As you likely heard, we just returned from a special, twenty-four hour fly-in to Jerusalem to meet with Israel’s political, civic, and business leaders about the advancing legislation in the Knesset that would change the relationship between Israel’s legislative and executive branches on the one hand and their relationship with the independent judiciary on the other. We have written to you about this issue several times before, and we have also taken the unusual step of publishing an open letter to Prime Minister Netanyahu and Opposition Leader Lapid on this subject.
We were joined on the fly-in by thirty Federation lay and professional leaders from over twenty different communities, including Large, Large-Intermediate, and Intermediate-size Federations. We couldn’t have been prouder of this delegation, which reflected the tremendous leadership talent we have within our Jewish Federation system. Every single leader represented us with deep knowledge, empathy, and a sophisticated sense of how to impact a very difficult and complicated political situation.
Our delegation met with Israel’s most senior leaders, including President Isaac Herzog and Opposition Leader Yair Lapid, as well as with ministers and Members of Knesset who are at the center of the negotiations and debates; the latter include MK Simcha Rothman, who chairs the Knesset committee through which the judicial reform legislation is advancing. At the conclusion of the fly-in, we issued a joint statement on behalf of all the participants. We are grateful to all the government leaders who made time for us in their incredibly busy schedules. It was clear all day that they were engaged in intense discussions about this issue, and that meeting with us was part of the almost non-stop attention they were paying to it.

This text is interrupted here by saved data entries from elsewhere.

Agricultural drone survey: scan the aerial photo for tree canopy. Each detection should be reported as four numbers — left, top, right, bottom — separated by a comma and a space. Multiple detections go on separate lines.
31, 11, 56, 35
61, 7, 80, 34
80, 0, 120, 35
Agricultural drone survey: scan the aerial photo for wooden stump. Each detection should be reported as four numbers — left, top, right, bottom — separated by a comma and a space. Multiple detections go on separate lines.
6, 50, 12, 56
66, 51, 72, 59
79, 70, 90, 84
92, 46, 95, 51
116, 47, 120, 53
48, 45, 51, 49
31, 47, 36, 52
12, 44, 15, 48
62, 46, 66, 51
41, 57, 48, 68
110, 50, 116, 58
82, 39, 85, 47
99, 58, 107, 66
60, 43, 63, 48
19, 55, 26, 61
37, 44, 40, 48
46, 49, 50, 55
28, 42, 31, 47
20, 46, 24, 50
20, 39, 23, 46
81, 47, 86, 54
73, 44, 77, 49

We were deeply moved by the fact that everyone with whom we met, on whatever side of the issue, thanked us for coming and appreciated how much we care about the future of Israel. It was not mere politeness, but genuine emotion. In one meeting, our colleague Erika Rudin-Luria, President of the Jewish Federation of Cleveland, told our speaker (who was strongly in favor of the reforms) that when Jews anywhere are in distress, “We show up. That’s who we are.” The speaker, expecting another in what has apparently been a long line of purely political meetings, was visibly touched. As we said in our Joint Statement, “We made this extraordinary trip to Israel to show our love for our Israeli brothers and sisters at this challenging time [and] we were welcomed with love.”
Everyone we met also emphasized the extreme seriousness of the moment we are in. One speaker who has spoken to American Jewish audiences for years said, “I have never given a speech like this.”

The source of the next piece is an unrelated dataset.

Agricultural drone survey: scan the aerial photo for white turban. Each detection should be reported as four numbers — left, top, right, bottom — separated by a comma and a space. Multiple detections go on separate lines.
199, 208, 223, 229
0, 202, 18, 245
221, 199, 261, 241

Just as the fly-in was closing, President Herzog addressed the nation. The president began by saying, “The last few weeks have been tearing us apart. They are harming Israel’s economy, security, political ties, and—especially--Israeli cohesion. The family Shabbat meals have become an arena of struggle; friends and neighbors have become rivals. The conflicts are getting worse. The worries, the fears, the anxieties – they are all more tangible than ever.” He said that he recognized the desires of many for changes to the judicial system in Israel, and offered new proposals that he said would make needed changes without including provisions in the current legislation that many believe are destructive of democratic norms. (A summary of the proposal is here and the full proposal is here.)
Shortly after the president’s announcement, the governing coalition rejected his proposal, with Prime Minister Netanyahu saying that “key sections of the outline only perpetuate the existing situation and do not bring the required balance to the Israeli authorities.” See further details here. Those opposed to the reforms announced that they would continue their protests, with a third “Day of Disruption” on Thursday. See here for more.
We are so grateful for our dear President Herzog and were honored to have a chance to tell him so directly. He has demonstrated great courage, and we wish him continued strength in this process.
The bottom line is clear. There is a real issue in Israel regarding legislative versus judicial power that must be addressed, and there are real concerns that addressing these issues in the wrong way could fundamentally alter Israel’s Jewish, democratic character. Both sides need to listen, learn, and compromise. When a situation becomes so contentious, it is often hard for even obvious compromises to take shape. We are doing everything we can to encourage this process along. In so doing, we believe Federations are acting in the best traditions of Jewish communal leadership.
As we enter Shabbat back in our home communities, we pray for the peace and flourishing of our beloved State of Israel.